Have your say in the future of food allergy recommendations! The National Institute for Allergy and Infectious Diseases (NIAID) is seeking public comment on changes to guidelines for the diagnosis and management of food allergy.
Federal health officials want to know what you think about three recommendations regarding the early introduction of peanuts to babies:
- High-risk infants begin eating peanut-containing food as early as 4-6 months. Infants are considered at risk if they have severe eczema, egg allergy or both. A qualified healthcare provider should perform testing first to see if an allergy already exists.
- Infants with mild to moderate eczema also begin eating peanut products early.
- Infants without eczema or food allergy have no peanut restrictions. Peanuts, along with other solid foods, can be introduced early, depending on family preference.
An expert panel for the NIAID developed these recommendations based on groundbreaking research that first came out a year ago.

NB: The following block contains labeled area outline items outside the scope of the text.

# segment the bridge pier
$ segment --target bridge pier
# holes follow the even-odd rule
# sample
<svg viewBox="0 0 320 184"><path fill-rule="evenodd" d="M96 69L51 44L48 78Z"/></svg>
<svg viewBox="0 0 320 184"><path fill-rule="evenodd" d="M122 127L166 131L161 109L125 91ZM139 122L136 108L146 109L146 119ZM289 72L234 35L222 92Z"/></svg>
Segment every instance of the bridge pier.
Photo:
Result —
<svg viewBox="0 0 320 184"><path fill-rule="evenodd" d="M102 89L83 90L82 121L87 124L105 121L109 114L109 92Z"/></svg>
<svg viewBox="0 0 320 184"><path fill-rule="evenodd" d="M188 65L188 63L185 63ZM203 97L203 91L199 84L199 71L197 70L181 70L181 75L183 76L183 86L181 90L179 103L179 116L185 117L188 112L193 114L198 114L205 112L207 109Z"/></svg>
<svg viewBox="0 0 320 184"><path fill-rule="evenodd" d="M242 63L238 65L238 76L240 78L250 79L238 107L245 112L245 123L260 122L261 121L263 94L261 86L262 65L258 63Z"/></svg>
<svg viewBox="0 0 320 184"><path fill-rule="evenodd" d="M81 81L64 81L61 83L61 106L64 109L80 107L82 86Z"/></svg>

The first LEAP study results showed that high-risk infants who start eating peanut early have a lower chance of developing that allergy.
The NIAID released these draft recommendations before two related studies were released this month:
Can We EAT Our Way to Prevention of Food Allergies? (Enquiring About Tolerance Study)
The NIAID said the final recommendations may change based on additional information from the EAT study.
The last edition of the food allergy guidelines (2010) did not offer specific advice about how to prevent peanut allergy. It noted that there was little evidence that delaying food past six months would help.
The changes suggested by the expert panel note that families can take into account their own preferences when deciding whether to introduce peanuts early, after talking it over with their doctor.
The deadline for sending comments is April 18.